We don’t have a solid plan at the moment about hosting TotT again at UNC. If you’re interested in helping out, please speak up in our Gitter chat channel.


Tools of the Trade (TotT) is a recurring meet-up for students who want more practice finding, learning, applying, and evaluating tools used in modern software development. The goal is to build experience and confidence in a friendly, fun, collaborative environment.
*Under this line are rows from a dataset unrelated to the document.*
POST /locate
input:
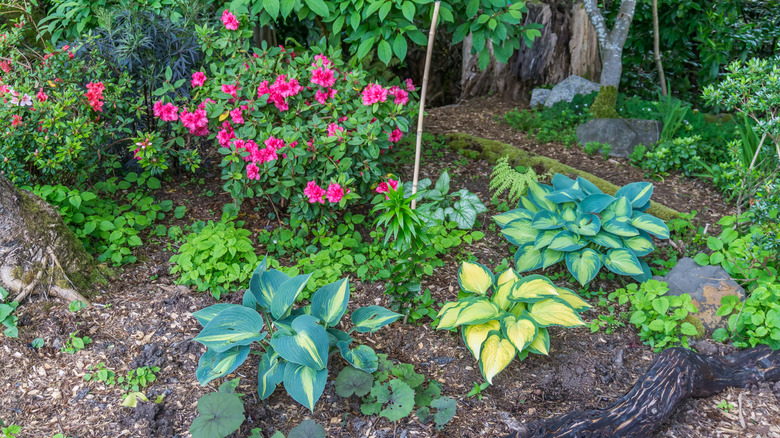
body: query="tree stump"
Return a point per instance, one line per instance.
(675, 375)
(37, 249)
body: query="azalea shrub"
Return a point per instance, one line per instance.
(299, 128)
(63, 115)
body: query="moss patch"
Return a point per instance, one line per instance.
(491, 150)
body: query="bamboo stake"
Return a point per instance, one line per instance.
(428, 56)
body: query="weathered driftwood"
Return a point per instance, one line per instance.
(37, 250)
(675, 375)
(568, 45)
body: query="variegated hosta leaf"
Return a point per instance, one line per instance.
(233, 326)
(270, 373)
(573, 299)
(496, 353)
(329, 303)
(554, 311)
(475, 335)
(474, 278)
(213, 365)
(306, 345)
(584, 264)
(372, 318)
(304, 384)
(540, 345)
(533, 288)
(521, 331)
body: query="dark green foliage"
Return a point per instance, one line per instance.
(605, 104)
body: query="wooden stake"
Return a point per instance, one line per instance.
(428, 56)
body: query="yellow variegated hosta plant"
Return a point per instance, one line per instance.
(506, 315)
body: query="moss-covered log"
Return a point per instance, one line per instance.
(37, 250)
(675, 375)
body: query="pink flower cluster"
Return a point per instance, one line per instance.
(167, 112)
(229, 20)
(280, 91)
(316, 193)
(374, 93)
(95, 95)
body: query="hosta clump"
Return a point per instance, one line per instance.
(301, 339)
(514, 319)
(575, 221)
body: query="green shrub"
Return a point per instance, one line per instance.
(576, 222)
(215, 257)
(301, 340)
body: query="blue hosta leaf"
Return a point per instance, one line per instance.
(527, 258)
(595, 203)
(330, 302)
(519, 232)
(213, 365)
(622, 261)
(546, 220)
(232, 327)
(286, 293)
(584, 264)
(637, 193)
(372, 318)
(220, 414)
(567, 241)
(269, 373)
(304, 384)
(651, 224)
(307, 344)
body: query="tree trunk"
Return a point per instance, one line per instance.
(567, 46)
(611, 42)
(675, 375)
(37, 250)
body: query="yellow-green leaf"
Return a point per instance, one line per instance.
(533, 288)
(520, 331)
(554, 311)
(495, 355)
(474, 278)
(475, 335)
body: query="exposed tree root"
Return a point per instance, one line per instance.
(675, 375)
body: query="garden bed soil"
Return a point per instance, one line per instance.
(141, 317)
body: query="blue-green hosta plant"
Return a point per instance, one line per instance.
(511, 321)
(575, 221)
(300, 342)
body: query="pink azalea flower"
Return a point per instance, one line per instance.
(252, 171)
(374, 93)
(229, 20)
(314, 193)
(323, 76)
(198, 79)
(230, 89)
(395, 136)
(335, 193)
(236, 116)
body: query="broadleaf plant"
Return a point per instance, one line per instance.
(511, 321)
(301, 341)
(575, 222)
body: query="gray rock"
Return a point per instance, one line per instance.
(539, 96)
(706, 286)
(570, 87)
(623, 135)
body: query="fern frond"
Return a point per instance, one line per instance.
(504, 178)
Every week we will:

  1. Pick a tool or topic of interest (e.g., Git, Ruby, Backbone, Pandas, BDD, ...)
  2. Do a bit of background reading or video watching as time permits to prep for our meeting.
  3. Meet face-to-face to hack on practice problems and small projects together.
  4. Help one another and share our experience in-person and online.

We currently have meet-ups planned on the topics listed in the navbar with many more possibilities for future sessions. Content and pages will continue to appear over time.


We met on most Fridays in the Spring 2014 semester starting at 3 PM.


We met in Sitterson Hall, Room 011 on the UNC-CH campus.


In our first session, we will set up a consistent, shared development environment using Vagrant and VirtualBox. If you join us after the first session, please give the setup instructions a shot before you attend. If you get stuck, don’t be afraid to show up and ask for help.


Consider joining us if you:

  • want a gently guided introduction to a variety of software tools,
  • want dedicated time to practice coding in a collaborative environment,
  • want to improve your ability to tame unfamiliar languages and libraries,
  • think learning a bit about tools such as git, Python, jQuery, NodeJS, MongoDB, and Sinatra sounds like fun.


Like most artisans, we software developers use many specialized tools to practice our craft. Tools to make our wares available to millions of users. Tools to store, search, analyze, and visualize vast amounts of data. Tools to convey information and insight to others. Tools to automate the repetitive and error prone. Tools to express our thought-stuff as functioning software. Tools that beget new tools. And like in other professions, not a one is a golden hammer. To build successfully, we must use appropriate tools.

Choosing the right instruments requires awareness of their existence, knowledge of their function, practice in their application, and evaluation of their alternatives. Here, our discipline presents both a unique opportunity and challenge: the population of tools at our immediate disposal is mind-boggling and growing at an accelerating pace. There is almost certainly a perfect combination of tools for every software development project, and there is almost certainly a project using any particular combination of tools. We cannot hope to master, let alone know about, all of them a priori. We must be nimble in our ability to find, learn, apply, and evaluate tools as the situation (our problem, our team, our client, our employer, etc.) demands.

Graph of GitHub repository growth since its inception.

Graph from the 10 Million Repositories post on the GitHub Blog

I strongly believe practice “hacking” builds this agility. Taking time to discover a new tool, install it, run its “hello world”, read its documentation, think about its use, create small examples, apply it to some pet project, compare it to other tools, and so on provides us invaluable experience. It builds our confidence so that we might step-up to unfamiliar tools, learn them quickly, and master them eventually. It adds tools to our belts, albeit few out of millions. It fulfills our desire to learn and build new things. It entertains and provides a chance for collaboration.

Most importantly, it improves our ability to wield the endless tools of our trade.